Jeune Afrique « proteste » contre sa suspension au Burkina Faso

Jeune Afrique « proteste » contre sa suspension au Burkina Faso

Le média français Jeune Afrique (journal papier, site internet) a « protesté » mardi contre la suspension de sa diffusion au Burkina Faso annoncée la veille par le gouvernement de ce pays, après la parution d’articles évoquant des tensions au sein de l’armée burkinabè.

Depuis un an, le régime burkinabè, dirigé par des militaires après deux coups d’Etat en 2022, a suspendu temporairement ou sine die la diffusion de plusieurs chaînes de télévision ou radio et expulsé des correspondants étrangers, de médias français notamment.
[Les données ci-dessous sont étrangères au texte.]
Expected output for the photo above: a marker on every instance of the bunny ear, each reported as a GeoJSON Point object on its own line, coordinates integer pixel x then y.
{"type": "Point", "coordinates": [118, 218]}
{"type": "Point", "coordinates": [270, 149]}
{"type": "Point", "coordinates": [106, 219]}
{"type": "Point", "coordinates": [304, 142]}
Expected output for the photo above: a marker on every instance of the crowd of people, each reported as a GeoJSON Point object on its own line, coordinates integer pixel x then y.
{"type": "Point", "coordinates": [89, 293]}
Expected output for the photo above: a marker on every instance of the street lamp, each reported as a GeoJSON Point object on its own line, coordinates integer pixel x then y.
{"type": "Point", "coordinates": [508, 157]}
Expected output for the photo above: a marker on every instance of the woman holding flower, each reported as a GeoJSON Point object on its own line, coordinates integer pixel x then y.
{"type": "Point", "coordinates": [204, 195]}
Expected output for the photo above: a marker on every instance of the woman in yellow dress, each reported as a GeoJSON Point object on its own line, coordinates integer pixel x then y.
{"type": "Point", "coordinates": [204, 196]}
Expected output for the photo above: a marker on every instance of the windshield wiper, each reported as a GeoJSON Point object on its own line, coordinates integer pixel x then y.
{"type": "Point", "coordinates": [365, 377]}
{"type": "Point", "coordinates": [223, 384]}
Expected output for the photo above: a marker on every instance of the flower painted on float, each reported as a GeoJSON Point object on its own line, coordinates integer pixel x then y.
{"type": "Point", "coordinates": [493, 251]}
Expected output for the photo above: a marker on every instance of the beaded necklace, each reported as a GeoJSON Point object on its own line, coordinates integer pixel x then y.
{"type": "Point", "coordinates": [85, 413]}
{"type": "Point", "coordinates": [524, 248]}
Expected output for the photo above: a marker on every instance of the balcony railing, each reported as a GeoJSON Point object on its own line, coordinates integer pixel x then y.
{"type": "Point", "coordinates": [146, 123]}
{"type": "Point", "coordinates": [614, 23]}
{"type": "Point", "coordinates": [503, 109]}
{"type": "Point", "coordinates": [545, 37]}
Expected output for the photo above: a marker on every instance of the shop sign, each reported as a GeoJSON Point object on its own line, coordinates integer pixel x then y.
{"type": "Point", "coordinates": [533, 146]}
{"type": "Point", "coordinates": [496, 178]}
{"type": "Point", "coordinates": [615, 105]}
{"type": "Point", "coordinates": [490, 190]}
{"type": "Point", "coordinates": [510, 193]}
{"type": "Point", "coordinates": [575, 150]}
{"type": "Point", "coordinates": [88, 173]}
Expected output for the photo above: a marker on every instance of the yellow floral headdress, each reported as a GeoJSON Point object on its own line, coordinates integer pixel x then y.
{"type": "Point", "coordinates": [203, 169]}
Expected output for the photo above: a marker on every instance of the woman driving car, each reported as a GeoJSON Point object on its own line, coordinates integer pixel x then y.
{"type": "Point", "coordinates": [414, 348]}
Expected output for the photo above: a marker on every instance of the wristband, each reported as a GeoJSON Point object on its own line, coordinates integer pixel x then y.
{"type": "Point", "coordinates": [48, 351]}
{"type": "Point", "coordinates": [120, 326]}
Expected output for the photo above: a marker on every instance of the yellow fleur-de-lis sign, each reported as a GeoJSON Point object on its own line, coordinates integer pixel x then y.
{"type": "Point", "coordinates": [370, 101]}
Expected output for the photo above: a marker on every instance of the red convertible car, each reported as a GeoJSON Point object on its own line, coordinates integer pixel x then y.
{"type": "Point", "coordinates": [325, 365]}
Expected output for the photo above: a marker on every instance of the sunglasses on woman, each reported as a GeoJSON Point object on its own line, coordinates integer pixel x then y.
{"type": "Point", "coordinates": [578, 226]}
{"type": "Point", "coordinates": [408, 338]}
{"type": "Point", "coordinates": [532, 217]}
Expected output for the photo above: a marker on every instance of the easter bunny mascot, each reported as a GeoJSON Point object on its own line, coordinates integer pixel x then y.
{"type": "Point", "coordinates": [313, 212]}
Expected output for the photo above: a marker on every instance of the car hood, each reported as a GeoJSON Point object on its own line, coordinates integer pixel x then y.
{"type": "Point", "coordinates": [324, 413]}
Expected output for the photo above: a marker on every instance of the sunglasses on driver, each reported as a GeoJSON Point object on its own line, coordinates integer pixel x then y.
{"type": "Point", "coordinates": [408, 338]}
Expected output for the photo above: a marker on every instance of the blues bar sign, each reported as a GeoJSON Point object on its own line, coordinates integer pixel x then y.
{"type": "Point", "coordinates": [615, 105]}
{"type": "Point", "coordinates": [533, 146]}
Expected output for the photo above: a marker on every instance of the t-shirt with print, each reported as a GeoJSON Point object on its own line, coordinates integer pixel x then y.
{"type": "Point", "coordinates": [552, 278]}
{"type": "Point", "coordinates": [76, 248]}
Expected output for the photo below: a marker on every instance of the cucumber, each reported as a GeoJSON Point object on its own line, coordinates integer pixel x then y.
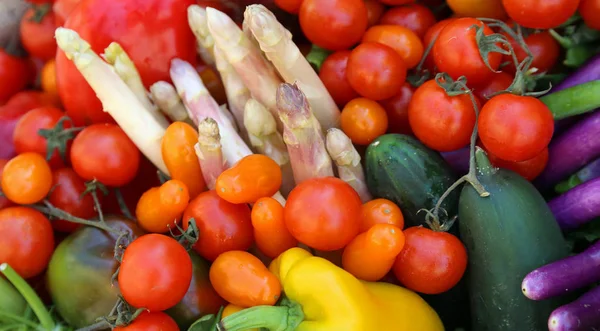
{"type": "Point", "coordinates": [507, 235]}
{"type": "Point", "coordinates": [403, 170]}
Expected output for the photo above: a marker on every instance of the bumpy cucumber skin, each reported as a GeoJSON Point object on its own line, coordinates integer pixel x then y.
{"type": "Point", "coordinates": [507, 235]}
{"type": "Point", "coordinates": [403, 170]}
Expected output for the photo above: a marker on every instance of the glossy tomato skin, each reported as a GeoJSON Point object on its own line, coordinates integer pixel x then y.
{"type": "Point", "coordinates": [80, 271]}
{"type": "Point", "coordinates": [323, 213]}
{"type": "Point", "coordinates": [26, 136]}
{"type": "Point", "coordinates": [38, 36]}
{"type": "Point", "coordinates": [515, 128]}
{"type": "Point", "coordinates": [456, 52]}
{"type": "Point", "coordinates": [540, 14]}
{"type": "Point", "coordinates": [333, 24]}
{"type": "Point", "coordinates": [67, 195]}
{"type": "Point", "coordinates": [201, 297]}
{"type": "Point", "coordinates": [441, 122]}
{"type": "Point", "coordinates": [223, 226]}
{"type": "Point", "coordinates": [415, 17]}
{"type": "Point", "coordinates": [131, 24]}
{"type": "Point", "coordinates": [333, 75]}
{"type": "Point", "coordinates": [105, 153]}
{"type": "Point", "coordinates": [27, 240]}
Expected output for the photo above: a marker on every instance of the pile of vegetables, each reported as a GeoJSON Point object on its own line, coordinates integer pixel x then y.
{"type": "Point", "coordinates": [300, 165]}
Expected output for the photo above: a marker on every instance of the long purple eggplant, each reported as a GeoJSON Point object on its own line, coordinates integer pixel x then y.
{"type": "Point", "coordinates": [563, 276]}
{"type": "Point", "coordinates": [577, 206]}
{"type": "Point", "coordinates": [572, 150]}
{"type": "Point", "coordinates": [582, 314]}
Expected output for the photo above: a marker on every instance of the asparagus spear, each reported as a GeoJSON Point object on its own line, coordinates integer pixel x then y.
{"type": "Point", "coordinates": [276, 42]}
{"type": "Point", "coordinates": [258, 75]}
{"type": "Point", "coordinates": [303, 135]}
{"type": "Point", "coordinates": [168, 101]}
{"type": "Point", "coordinates": [347, 159]}
{"type": "Point", "coordinates": [143, 127]}
{"type": "Point", "coordinates": [204, 40]}
{"type": "Point", "coordinates": [208, 150]}
{"type": "Point", "coordinates": [265, 138]}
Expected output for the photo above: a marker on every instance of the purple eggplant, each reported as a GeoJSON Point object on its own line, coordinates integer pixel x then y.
{"type": "Point", "coordinates": [563, 276]}
{"type": "Point", "coordinates": [582, 314]}
{"type": "Point", "coordinates": [572, 150]}
{"type": "Point", "coordinates": [577, 206]}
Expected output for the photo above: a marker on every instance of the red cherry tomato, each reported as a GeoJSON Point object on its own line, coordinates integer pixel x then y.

Cette suspension « est une atteinte de plus à la liberté d’information dans un pays, celui de Norbert Zongo », a écrit Jeune Afrique dans un communiqué, en référence au journaliste burkinabè assassiné en 1998.

Le média dénonce également « une censure d’un autre âge, tout en souhaitant que ses auteurs puissent la reconsidérer », affirmant qu’elle « contribue un peu plus à faire de la région et du Burkina Faso en particulier, une zone de non-information ».

Lundi soir, le gouvernement de transition du Burkina Faso, avait annoncé « la suspension jusqu’à nouvel ordre de tous les supports de diffusion de Jeune Afrique au Burkina Faso à compter de ce lundi 25 septembre ».

Dans un communiqué, les autorités justifient leur décision par la diffusion d' »un nouvel article mensonger sur le site du journal Jeune Afrique, intitulé: +Au Burkina Faso, toujours des tensions au sein de l’armée+ ».

« Cette publication fait suite à un article précédent dudit journal sur le même site », publié jeudi, « dans lequel Jeune Afrique alléguait qu’+Au Burkina Faso, la grogne monte dans les casernes+ », ajoute le texte, signé du ministre de la Communication Rimtalba Jean Emmanuel Ouédraogo.

Selon le gouvernement, « ces affirmations faites à dessein sans l’ombre d’un début de preuve n’ont pour seul but que de jeter un discrédit inacceptable sur les Forces armées nationales et par-delà l’ensemble des forces combattantes ».

Parmi les personnes interrogées par l’AFP à Ouagadougou, certaines avaient toujours accès au site internet, quand d’autres ont indiqué avoir rencontré des difficultés à s’y connecter.

Fondé en 1960, Jeune Afrique est un média panafricain francophone basé en France, et qui compte plusieurs correspondants et collaborateurs en Afrique et ailleurs. Il est composé d’un site internet d’informations et d’une version papier publiée mensuellement.

  • Plusieurs médias suspendus –

La décision des autorités burkinabè intervient près d’un an après l’arrivée au pouvoir du capitaine Ibrahim Traoré par un coup d’Etat, le deuxième en huit mois.

Le Burkina Faso partage plusieurs de ses frontières avec deux pays également dirigés par des militaires, arrivés au pouvoir par des coups de force: le Mali depuis 2020 et le Niger depuis fin juillet.

En juin, les autorités burkinabè avaient annoncé la suspension de la chaîne française LCI pendant trois mois, après avoir expulsé les correspondantes des quotidiens français Libération et Le Monde en avril.

Fin mars, elles avaient ordonné la suspension sine die de la chaîne de télévision France 24, après avoir suspendu en décembre 2022 Radio France Internationale (RFI), médias publics français accusés d’avoir relayé des messages de chefs jihadistes.

Depuis 2015, le pays fait face à des violences jihadistes récurrentes, qui ont fait en tout plus de 17.000 morts et plus de deux millions de déplacés internes.

Le Burkina avait également suspendu pendant un mois, entre août et septembre, la radio nationale la plus écoutée du pays, Radio Oméga, accusée d’avoir interviewé un opposant au régime militaire du Niger, confronté lui aussi à des attaques jihadistes récurrentes.

« Le gouvernement restera intraitable avec tout acteur médiatique qui mettra sa plume au service d’intérêts étrangers à ceux du peuple burkinabè », rappelle le communiqué.

Le Sahel, région qui traverse le continent africain d’ouest en est et dont fait partie le Burkina, risque de devenir « la plus grande zone de non-information de l’Afrique », déplorait un rapport de Reporters sans frontières en avril.